MSK Case 3: Parosteal Osteogenic Sarcoma

Igor Mikityansky MD, MPH and Johnny U .V Monu, MD

Imaging Sciences URMC 2008
Publication Date: 2009-06-04

History

A 21-year-old male presents for work-up of a knee mass that developed after arthroscopy for knee pain and biopsy. Patient’s pain has been worsening for over 3 years. A year and a half prior to presentation, he underwent arthroscopic knee surgery in an outside hospital, but continued to experience pain and swelling. Several weeks prior to presentation he underwent bone biopsy of a mass in the same hospital.

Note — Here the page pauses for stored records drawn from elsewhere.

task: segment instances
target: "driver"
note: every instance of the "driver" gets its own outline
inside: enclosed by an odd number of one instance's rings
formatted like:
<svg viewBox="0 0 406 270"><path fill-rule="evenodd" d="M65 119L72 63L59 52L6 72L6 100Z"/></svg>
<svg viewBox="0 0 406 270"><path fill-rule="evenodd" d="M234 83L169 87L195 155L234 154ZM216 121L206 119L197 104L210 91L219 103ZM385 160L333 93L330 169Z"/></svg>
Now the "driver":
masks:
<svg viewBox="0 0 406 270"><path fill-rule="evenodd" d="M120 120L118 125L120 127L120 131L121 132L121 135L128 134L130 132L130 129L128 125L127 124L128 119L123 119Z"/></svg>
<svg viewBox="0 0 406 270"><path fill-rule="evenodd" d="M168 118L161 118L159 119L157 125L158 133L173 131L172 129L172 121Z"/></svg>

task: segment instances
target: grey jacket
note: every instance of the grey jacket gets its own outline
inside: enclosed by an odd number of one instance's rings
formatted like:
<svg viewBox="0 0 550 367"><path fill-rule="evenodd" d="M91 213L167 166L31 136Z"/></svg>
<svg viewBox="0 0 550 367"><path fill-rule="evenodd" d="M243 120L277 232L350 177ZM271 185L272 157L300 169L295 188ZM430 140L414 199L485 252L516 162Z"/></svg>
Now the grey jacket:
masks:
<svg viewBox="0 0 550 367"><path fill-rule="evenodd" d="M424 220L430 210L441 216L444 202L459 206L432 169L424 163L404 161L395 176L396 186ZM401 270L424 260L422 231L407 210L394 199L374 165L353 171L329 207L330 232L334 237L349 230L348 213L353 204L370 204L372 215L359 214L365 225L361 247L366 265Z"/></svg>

Examination of the lower extremities demonstrated diffuse swelling of the left knee region with an incision along the antero-lateral aspect of the distal thigh with small amount of serous drainage in the mid portion. A soft and compressible lobule of swollen tissue was felt just underneath the skin, perceived to be filled with fluid. Limited range of motion to flexion of 90 degrees and a very large joint effusion were noted.

Findings

Radiographs demonstrate large intra-articular irregular ossified masses in suprapatellar and infrapatellar locations associated with moderate joint effusion. The superior lesion demonstrates incomplete lucent cleavage plane between the lesion and the periosteum. A subtle band of dense tissue is seen extending into anterior-lateral distal femoral diaphysis.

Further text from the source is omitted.